Le jeune avocat opina silencieusement.

– Et c'est cette femme qui a pris la première déposition et vu la cassette en premier, c'est ça?

– Oui, murmura Dieter, c'est la même personne, Anita Van Dyke.

– Mais bon sang, s'énerva alors Eva Kristensen, mais alors pourquoi personne n'a encore pensé à la suivre, hein dites-moi?

Eva se retourna vers Koesler, dans le silenœ qui figeait la pièce comme la gangue d'un glacier:

– Koesler…

Elle s'avança doucement vers lui, mais resta à quelques mètres. Sans même le regarder, elle laissa tomber:

– Je suis sûre que vous vous rendez compte à quel point vous allez devoir améliorer vos performances… Une telle erreur est d'une gravité sans precedent… Mais…

Eva pivota sur elle-même, un large sourire aux lèvres.

Ça y est, pensa Wilheim, la crise est finie, mainenant nous allons avoir droit au champagne.

Eva fit claquer ses doigts et planta ses yeux dans ceux de Wilheim:

– Mon chou, je crois que nous allons ouvrir une bouteille de Roederer…

Puis à l'attention de tout le monde et de personne en particulier:

– Je veux qu'on suive cette fliquesse, je veux tout savoir sur elle et surtout où elle va. Elle doit sûrement rendre visite à Alice quotidiennement… REPÉREZ L'ENDROIT. Je veux parer à toute éventualité au cas où l'affaire se compliquerait d'ici à samedi et qu'on ne puisse récupérer ma fille légalement.

Elle regarda Wilheim.

– Je veux tout savoir sur elle, O.K.?

Wilheim lui fit comprendre d'un geste imperceptible que ce serait fait.

Le samedi matin, Alice Kristensen boucla ses quelques affaires dans son sac de sport, vérifia que l'argent était bien en place, que son passeport y était aussi et elle attendit patiemment l'heure du déjeuner.
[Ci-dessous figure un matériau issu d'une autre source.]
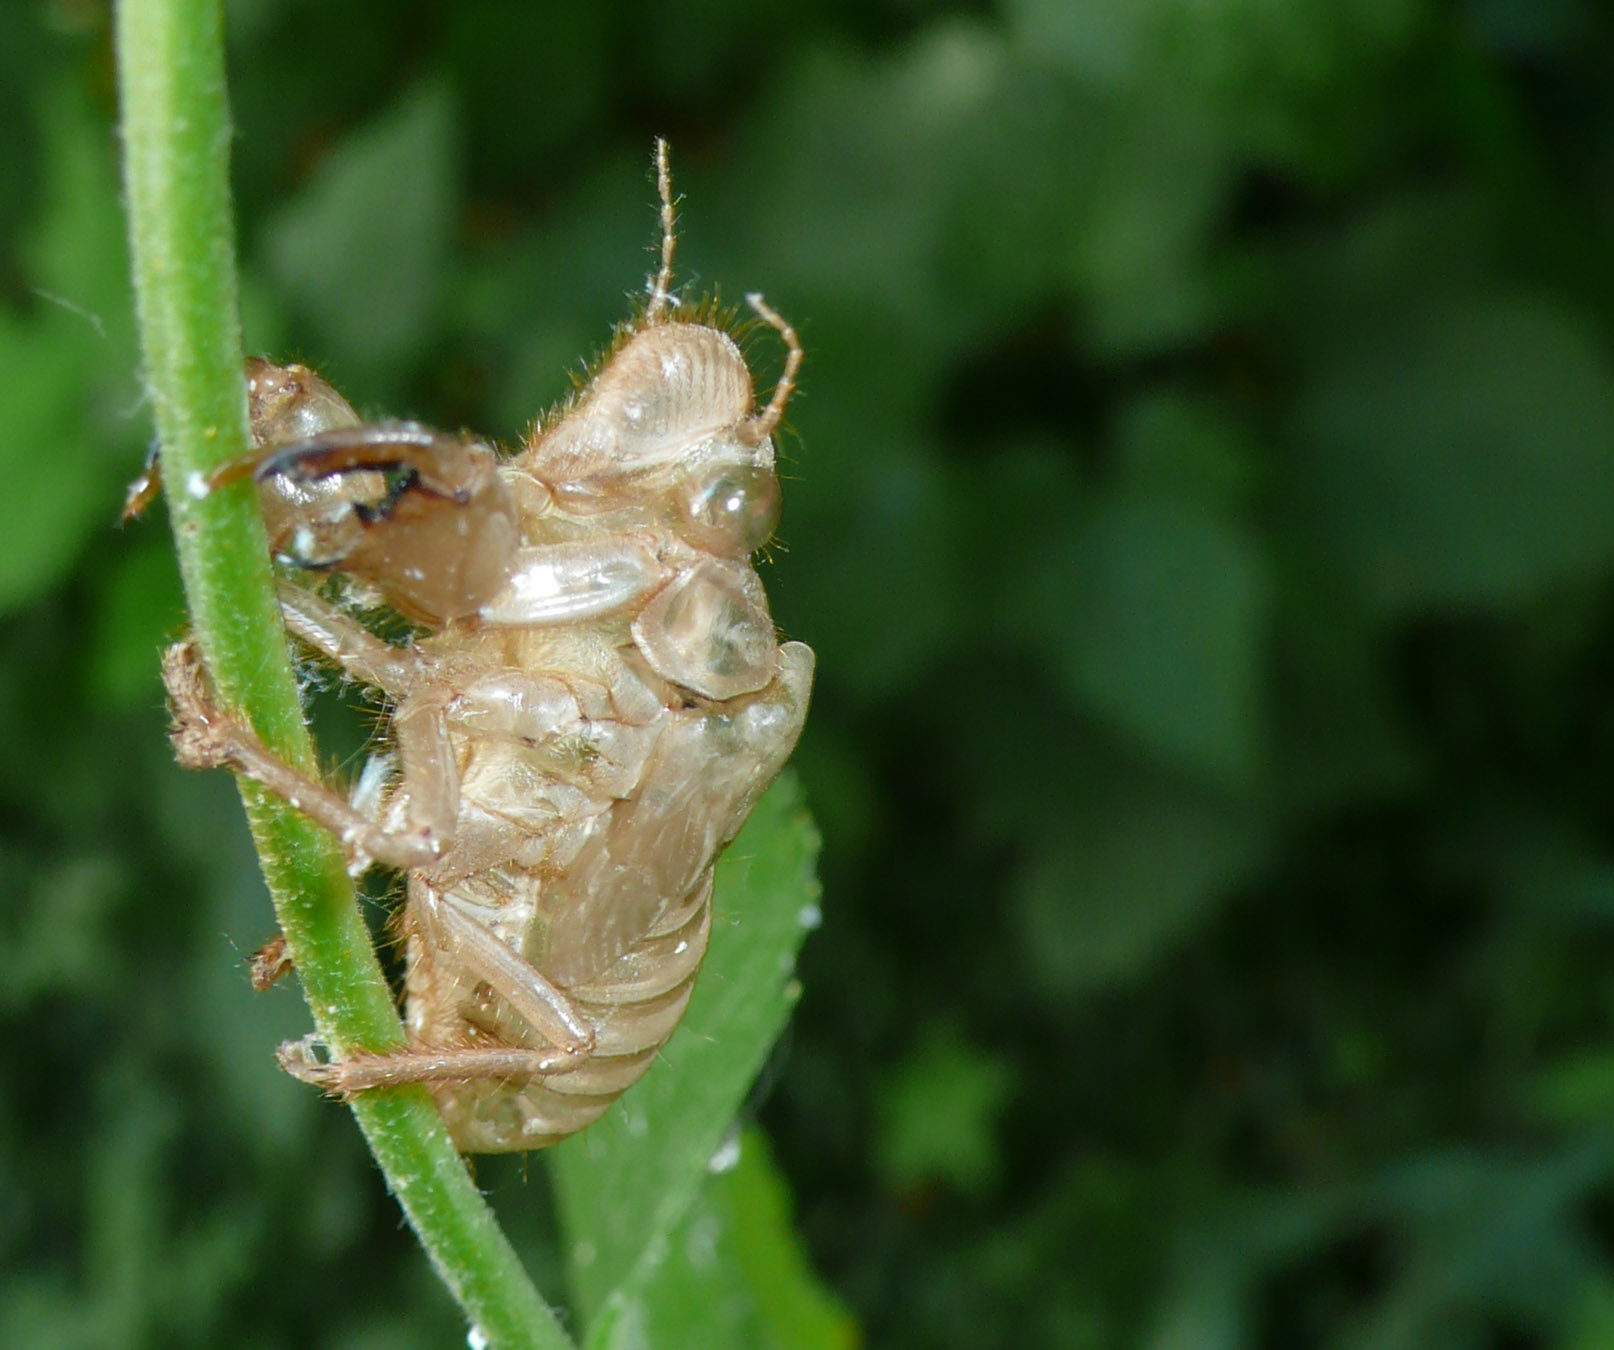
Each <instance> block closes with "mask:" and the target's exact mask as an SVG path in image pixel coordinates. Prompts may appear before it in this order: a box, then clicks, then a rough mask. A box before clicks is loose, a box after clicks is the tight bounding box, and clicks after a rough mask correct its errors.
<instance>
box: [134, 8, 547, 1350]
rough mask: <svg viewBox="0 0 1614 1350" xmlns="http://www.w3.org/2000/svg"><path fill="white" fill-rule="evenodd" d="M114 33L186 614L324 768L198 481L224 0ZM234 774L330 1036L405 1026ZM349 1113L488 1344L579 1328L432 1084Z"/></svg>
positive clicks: (388, 1029)
mask: <svg viewBox="0 0 1614 1350" xmlns="http://www.w3.org/2000/svg"><path fill="white" fill-rule="evenodd" d="M116 37H118V79H119V95H121V102H123V137H124V157H126V168H124V176H126V191H128V200H129V237H131V252H132V258H134V278H136V299H137V308H139V323H140V339H142V346H144V352H145V375H147V388H148V389H150V397H152V404H153V409H155V417H157V430H158V438H160V442H161V451H163V475H165V478H166V481H168V502H169V514H171V518H173V525H174V536H176V543H178V547H179V562H181V570H182V573H184V581H186V594H187V597H189V602H190V617H192V622H194V625H195V635H197V639H199V643H200V646H202V654H203V657H205V660H207V667H208V670H210V672H211V677H213V683H215V688H216V691H218V698H220V701H221V702H223V704H224V706H226V707H231V709H234V711H237V712H239V714H240V715H244V717H247V719H249V720H250V722H252V725H253V727H255V728H257V732H258V735H260V736H261V738H263V741H265V743H266V744H268V746H270V748H271V749H274V751H276V753H278V754H279V756H282V757H284V759H286V761H287V762H291V764H294V765H297V767H300V769H303V770H307V772H316V761H315V756H313V748H312V744H310V741H308V733H307V728H305V727H303V720H302V709H300V706H299V699H297V686H295V681H294V677H292V667H291V660H289V654H287V649H286V636H284V630H282V627H281V617H279V606H278V602H276V597H274V578H273V573H271V570H270V562H268V547H266V541H265V535H263V525H261V520H260V515H258V510H257V501H255V496H253V491H252V488H250V486H239V488H231V489H228V491H221V493H215V494H211V496H199V494H195V493H192V491H189V484H192V483H197V481H200V476H202V475H205V473H207V470H208V468H211V467H213V465H216V463H218V462H220V460H223V459H226V457H229V455H234V454H239V452H242V451H244V449H245V446H247V438H249V426H247V399H245V388H244V381H242V373H240V371H242V350H240V323H239V318H237V305H236V260H234V224H232V218H231V205H229V186H228V182H229V136H231V128H229V111H228V100H226V87H224V52H223V16H221V5H220V0H121V3H119V5H118V29H116ZM240 794H242V799H244V803H245V807H247V817H249V820H250V824H252V833H253V840H255V841H257V846H258V856H260V859H261V862H263V874H265V878H266V880H268V885H270V891H271V895H273V896H274V908H276V912H278V916H279V922H281V929H282V930H284V933H286V941H287V946H289V950H291V954H292V959H294V961H295V962H297V972H299V975H300V979H302V987H303V993H305V996H307V998H308V1006H310V1009H312V1011H313V1017H315V1024H316V1025H318V1029H320V1033H321V1035H323V1037H324V1038H326V1040H328V1042H329V1045H331V1046H332V1048H336V1050H337V1051H345V1050H350V1048H353V1046H365V1048H371V1050H386V1048H389V1046H395V1045H402V1042H403V1030H402V1027H400V1025H399V1019H397V1009H395V1008H394V1001H392V995H391V992H389V988H387V983H386V979H384V975H383V972H381V967H379V964H378V962H376V956H374V951H373V950H371V946H370V935H368V932H366V930H365V924H363V919H362V916H360V912H358V908H357V904H355V903H353V887H352V882H350V880H349V877H347V870H345V866H344V859H342V854H341V851H339V848H337V846H336V841H334V840H332V838H331V836H329V835H328V833H326V832H323V830H320V828H316V827H315V825H313V824H310V822H308V820H307V819H305V817H303V815H300V814H299V812H295V811H292V809H289V807H286V806H284V804H282V803H279V801H276V799H271V798H268V796H266V794H265V793H263V791H261V790H258V788H257V785H253V783H249V782H242V783H240ZM353 1114H355V1116H357V1117H358V1124H360V1127H362V1129H363V1132H365V1138H366V1140H368V1142H370V1148H371V1153H374V1158H376V1163H378V1164H379V1166H381V1171H383V1172H384V1174H386V1177H387V1185H389V1187H391V1189H392V1193H394V1195H397V1198H399V1203H400V1205H402V1206H403V1213H405V1214H407V1216H408V1221H410V1224H412V1226H413V1229H415V1232H416V1235H418V1237H420V1240H421V1245H423V1247H424V1248H426V1253H428V1255H429V1258H431V1261H433V1264H434V1266H436V1269H437V1272H439V1274H441V1276H442V1279H444V1281H445V1282H447V1285H449V1289H450V1290H452V1292H454V1297H455V1298H458V1302H460V1305H462V1306H463V1308H465V1313H466V1316H468V1318H470V1319H471V1323H473V1324H475V1326H476V1327H479V1329H481V1332H483V1335H484V1337H486V1340H487V1344H491V1345H497V1347H537V1348H539V1350H558V1347H567V1345H570V1340H568V1339H567V1335H565V1334H563V1332H562V1329H560V1326H558V1323H557V1321H555V1318H554V1314H552V1313H550V1311H549V1308H546V1306H544V1303H542V1300H541V1298H539V1297H537V1292H536V1290H534V1289H533V1285H531V1282H529V1281H528V1277H526V1272H525V1271H523V1269H521V1263H520V1261H518V1260H516V1255H515V1251H513V1250H512V1248H510V1243H508V1242H507V1240H505V1235H504V1232H502V1231H500V1229H499V1226H497V1222H495V1221H494V1218H492V1213H491V1211H489V1210H487V1206H486V1205H484V1203H483V1198H481V1195H479V1193H478V1192H476V1187H475V1185H473V1182H471V1177H470V1174H468V1172H466V1169H465V1164H463V1161H462V1159H460V1156H458V1155H457V1153H455V1150H454V1145H452V1142H450V1140H449V1135H447V1130H445V1129H444V1126H442V1119H441V1117H439V1116H437V1111H436V1108H434V1106H433V1101H431V1096H429V1095H428V1093H426V1090H424V1088H418V1087H416V1088H395V1090H387V1092H373V1093H365V1095H363V1096H360V1098H357V1100H355V1101H353Z"/></svg>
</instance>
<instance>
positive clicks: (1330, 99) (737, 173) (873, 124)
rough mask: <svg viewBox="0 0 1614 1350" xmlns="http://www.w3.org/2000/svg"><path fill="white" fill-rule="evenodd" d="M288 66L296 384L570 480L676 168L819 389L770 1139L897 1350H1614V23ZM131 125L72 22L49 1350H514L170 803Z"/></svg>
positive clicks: (8, 136)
Vers treize heures, comme convenu, Oskar, un des deux flics antillais, monta pour lui dire qu'on y allait.

Elle avait réussi à négocier avec Anita, la veille. «Madame Van Dyke… si c'est samedi que les avocats de ma mère vont me reprendre, vous me laisseriez faire une petite sortie en ville, l'après-midi», lui avait-elle demandé sur un ton presque suppliant. Cela avait marché. Ils déjeunèrent dans un petit restaurant nordique du centre-ville, puis Alice se décida pour aller voir un film de sciencefiction au Cannon Tuschinsky. Les deux flics se tapèrent Alien 3 dans un silence religieux de gosses fascinés, puis vers cinq heures et demie, Alice demanda à aller au grand supermarché de l'avenue.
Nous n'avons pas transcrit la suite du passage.